常隆庆先生在自传中也写了这件事:“9月6日到盐边攀枝花,发现攀枝花铁矿,因此年终考绩得‘光华奖章’”。
后来,有人以此为据,说攀枝花铁矿是1940年9月6日由刘之祥与常隆庆共同发现的。这就是“1940年9月发现说”的来历。

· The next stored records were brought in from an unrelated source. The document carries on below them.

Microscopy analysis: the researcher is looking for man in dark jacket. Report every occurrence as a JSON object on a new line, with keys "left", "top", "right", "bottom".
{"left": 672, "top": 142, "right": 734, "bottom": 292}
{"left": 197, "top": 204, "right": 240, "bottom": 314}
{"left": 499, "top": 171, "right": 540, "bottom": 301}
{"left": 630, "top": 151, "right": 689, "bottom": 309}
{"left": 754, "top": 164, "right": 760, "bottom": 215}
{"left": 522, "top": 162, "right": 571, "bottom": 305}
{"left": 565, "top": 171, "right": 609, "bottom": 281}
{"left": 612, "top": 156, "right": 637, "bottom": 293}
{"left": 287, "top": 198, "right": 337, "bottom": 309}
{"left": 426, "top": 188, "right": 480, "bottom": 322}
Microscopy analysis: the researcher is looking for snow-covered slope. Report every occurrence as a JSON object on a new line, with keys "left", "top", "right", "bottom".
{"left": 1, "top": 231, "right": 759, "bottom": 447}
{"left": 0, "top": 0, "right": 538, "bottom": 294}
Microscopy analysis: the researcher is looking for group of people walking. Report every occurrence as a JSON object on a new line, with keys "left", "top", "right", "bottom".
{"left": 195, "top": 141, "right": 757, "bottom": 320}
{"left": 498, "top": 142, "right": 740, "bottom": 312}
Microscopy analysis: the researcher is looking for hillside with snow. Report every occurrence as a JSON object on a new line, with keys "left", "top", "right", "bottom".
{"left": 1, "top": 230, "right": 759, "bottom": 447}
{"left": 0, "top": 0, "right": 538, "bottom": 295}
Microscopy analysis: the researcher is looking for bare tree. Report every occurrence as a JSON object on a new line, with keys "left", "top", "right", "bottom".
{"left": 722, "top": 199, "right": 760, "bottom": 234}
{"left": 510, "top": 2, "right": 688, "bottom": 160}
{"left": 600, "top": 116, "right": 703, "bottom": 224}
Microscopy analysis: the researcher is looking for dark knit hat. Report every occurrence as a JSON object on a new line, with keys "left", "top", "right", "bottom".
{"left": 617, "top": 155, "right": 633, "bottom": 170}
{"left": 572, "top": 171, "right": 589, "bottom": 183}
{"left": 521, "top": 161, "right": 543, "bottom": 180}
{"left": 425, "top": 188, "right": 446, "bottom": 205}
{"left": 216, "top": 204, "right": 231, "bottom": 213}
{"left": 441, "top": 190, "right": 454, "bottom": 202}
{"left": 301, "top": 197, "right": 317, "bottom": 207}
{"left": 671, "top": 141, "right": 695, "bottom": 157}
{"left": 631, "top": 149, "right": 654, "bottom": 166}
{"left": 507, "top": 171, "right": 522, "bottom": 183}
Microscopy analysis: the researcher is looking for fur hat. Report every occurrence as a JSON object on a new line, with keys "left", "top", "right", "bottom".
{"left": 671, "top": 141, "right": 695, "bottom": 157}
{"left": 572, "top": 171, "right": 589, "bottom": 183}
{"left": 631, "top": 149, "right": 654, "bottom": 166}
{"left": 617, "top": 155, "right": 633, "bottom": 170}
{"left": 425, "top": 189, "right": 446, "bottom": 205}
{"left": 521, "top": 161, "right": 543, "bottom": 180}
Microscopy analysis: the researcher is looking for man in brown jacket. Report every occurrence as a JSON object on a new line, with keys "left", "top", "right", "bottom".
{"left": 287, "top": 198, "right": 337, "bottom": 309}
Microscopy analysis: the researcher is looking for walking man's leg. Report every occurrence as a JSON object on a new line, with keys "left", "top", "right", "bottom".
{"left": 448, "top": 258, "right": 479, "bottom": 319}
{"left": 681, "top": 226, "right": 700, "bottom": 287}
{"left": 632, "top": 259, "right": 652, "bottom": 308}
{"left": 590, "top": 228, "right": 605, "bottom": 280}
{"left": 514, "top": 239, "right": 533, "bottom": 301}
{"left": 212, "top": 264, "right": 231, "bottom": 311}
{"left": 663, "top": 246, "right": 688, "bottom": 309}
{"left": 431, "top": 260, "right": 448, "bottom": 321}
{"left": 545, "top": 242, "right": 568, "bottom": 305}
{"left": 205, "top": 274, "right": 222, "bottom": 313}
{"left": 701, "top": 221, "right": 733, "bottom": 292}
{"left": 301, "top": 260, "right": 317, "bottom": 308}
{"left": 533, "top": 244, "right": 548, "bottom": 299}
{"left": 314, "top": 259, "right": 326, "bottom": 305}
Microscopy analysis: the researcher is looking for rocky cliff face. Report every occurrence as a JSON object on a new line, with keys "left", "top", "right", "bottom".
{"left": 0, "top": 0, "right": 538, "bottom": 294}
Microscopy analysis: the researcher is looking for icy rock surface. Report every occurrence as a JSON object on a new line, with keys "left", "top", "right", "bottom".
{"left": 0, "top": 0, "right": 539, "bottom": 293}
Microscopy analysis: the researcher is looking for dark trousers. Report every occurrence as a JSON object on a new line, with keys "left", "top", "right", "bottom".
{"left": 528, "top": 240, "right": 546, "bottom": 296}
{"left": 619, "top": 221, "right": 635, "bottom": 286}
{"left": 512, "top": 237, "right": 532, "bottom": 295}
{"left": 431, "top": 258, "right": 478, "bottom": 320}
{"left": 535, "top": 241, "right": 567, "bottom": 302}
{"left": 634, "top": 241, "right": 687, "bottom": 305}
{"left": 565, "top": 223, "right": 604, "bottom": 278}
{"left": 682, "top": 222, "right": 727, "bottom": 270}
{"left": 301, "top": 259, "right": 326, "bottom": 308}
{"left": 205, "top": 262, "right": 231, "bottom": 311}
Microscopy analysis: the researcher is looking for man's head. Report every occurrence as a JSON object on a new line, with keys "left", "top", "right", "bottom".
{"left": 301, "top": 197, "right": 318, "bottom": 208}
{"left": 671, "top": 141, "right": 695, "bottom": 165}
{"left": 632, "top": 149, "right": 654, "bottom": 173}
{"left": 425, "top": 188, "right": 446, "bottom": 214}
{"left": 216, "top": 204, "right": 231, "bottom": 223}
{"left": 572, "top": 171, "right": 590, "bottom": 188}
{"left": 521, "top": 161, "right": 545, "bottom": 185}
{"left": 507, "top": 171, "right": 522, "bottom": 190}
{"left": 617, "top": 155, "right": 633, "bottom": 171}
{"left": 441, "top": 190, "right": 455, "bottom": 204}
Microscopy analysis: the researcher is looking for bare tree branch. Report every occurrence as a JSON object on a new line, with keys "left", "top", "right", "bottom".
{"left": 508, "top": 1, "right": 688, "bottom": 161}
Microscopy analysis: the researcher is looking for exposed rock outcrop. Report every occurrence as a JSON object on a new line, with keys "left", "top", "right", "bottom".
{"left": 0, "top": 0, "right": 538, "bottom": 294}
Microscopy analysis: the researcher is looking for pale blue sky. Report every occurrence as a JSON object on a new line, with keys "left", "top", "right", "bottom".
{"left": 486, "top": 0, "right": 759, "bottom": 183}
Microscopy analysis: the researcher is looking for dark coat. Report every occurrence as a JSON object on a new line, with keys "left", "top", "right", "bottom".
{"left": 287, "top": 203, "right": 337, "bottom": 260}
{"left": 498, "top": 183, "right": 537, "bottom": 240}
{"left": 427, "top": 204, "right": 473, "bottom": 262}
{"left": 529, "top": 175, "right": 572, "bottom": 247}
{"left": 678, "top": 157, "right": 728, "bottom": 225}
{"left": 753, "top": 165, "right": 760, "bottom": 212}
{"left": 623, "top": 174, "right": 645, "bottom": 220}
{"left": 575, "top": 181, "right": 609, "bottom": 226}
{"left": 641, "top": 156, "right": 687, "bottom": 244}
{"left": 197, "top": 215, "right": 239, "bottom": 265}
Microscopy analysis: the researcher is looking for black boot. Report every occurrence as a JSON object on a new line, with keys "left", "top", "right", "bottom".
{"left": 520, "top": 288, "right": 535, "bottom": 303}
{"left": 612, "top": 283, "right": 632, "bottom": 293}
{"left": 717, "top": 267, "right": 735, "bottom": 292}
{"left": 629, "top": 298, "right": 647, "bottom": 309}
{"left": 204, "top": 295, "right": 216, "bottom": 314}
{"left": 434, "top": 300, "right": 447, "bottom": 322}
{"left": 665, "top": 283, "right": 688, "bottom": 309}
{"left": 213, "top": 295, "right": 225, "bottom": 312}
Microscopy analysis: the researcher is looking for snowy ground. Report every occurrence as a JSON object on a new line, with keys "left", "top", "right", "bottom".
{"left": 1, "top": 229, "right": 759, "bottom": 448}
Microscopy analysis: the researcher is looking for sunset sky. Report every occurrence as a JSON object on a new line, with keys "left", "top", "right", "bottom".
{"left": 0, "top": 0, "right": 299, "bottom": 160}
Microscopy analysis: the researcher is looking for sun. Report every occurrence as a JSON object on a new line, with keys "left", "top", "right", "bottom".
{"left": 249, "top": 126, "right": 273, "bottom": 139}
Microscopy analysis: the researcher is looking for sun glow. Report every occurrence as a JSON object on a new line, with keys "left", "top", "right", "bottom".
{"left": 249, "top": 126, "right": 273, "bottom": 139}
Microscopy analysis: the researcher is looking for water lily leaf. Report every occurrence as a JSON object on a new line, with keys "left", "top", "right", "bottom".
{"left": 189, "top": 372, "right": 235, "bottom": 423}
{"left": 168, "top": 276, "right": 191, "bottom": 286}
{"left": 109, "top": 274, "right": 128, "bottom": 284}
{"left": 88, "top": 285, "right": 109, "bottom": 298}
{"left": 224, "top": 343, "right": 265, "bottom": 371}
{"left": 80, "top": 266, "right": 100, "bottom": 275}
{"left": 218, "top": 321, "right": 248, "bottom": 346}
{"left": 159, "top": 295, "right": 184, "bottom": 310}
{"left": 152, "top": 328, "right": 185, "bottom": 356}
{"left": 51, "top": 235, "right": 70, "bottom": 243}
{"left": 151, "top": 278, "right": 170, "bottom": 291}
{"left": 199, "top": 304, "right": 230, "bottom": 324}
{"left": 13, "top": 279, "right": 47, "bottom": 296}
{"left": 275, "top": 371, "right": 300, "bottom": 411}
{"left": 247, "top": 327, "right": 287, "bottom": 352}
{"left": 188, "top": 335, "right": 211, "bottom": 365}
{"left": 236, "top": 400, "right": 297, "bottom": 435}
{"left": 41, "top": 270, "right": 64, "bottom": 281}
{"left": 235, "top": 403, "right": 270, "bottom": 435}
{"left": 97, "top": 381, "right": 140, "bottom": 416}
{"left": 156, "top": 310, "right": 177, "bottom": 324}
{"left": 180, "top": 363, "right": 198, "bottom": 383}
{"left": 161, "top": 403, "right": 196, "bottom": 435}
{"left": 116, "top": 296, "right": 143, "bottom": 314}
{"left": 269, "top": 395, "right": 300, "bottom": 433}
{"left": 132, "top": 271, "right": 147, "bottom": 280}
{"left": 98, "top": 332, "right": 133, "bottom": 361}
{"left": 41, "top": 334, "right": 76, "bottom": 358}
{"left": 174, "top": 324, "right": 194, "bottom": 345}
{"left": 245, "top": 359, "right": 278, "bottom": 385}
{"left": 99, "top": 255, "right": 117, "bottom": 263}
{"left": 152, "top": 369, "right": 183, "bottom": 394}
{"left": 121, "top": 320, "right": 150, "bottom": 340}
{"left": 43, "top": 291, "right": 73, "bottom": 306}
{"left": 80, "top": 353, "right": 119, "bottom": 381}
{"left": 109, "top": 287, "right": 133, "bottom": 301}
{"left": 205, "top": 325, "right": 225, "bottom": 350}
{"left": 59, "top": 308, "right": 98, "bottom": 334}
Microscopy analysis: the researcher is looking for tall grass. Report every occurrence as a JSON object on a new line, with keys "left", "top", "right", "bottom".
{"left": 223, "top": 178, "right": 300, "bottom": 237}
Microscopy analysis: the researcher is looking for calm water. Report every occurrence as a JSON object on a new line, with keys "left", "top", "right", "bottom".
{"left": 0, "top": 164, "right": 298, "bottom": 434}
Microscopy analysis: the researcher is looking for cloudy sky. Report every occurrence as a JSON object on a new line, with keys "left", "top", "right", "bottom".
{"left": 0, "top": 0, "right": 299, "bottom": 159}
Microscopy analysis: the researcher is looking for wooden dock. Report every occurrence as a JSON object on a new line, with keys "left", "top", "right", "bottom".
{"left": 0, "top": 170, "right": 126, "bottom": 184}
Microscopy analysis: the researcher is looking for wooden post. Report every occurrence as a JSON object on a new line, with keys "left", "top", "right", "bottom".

但是,翻开《攀枝花开发建设史文献资料选编》(攀枝花市委党史研究室编)、《攀枝花之最》(华夏翰林出版社出版)和《攀枝花开发建设史大事记》(成都科技大学出版社出版),我们却看到这样的历史资料和记载,1940年6月,探矿工程师汤克成受经济部资源委员会川康铜业管理处之命,携助手姚瑞开到西康省盐边乌拉调查矿产情况。他们在结束盐边县煤田调查后,从盐边返回会理途经攀枝花时,在山谷间偶然看见多量铁粒,追见铁矿露头。于是连续用了十多天时间反复踏勘了攀枝花和倒马坎,涉足尖包包、兰家火山等处,绘制矿山地图,并写成《西康省盐边县攀枝花倒马坎一带铁矿区简报》,“攀枝花”作为矿名,第一次出现在地质报告中。《攀枝花开发建设史大事记》称:“攀枝花铁矿由此发现。”《攀枝花之最》评价汤克成的《西康省盐边县攀枝花倒马坎一带铁矿区简报》 “是对攀枝花磁铁矿上自公元1912年盐边厅编修的《乡土志》专目记载‘磁石’,对攀枝花铁矿有了现象认识,下迄1940年6月第一次,也是第一份较为系统、准确、具有开创性的公开发表的地质报告。”这便是“1940年6月发现说”的依据。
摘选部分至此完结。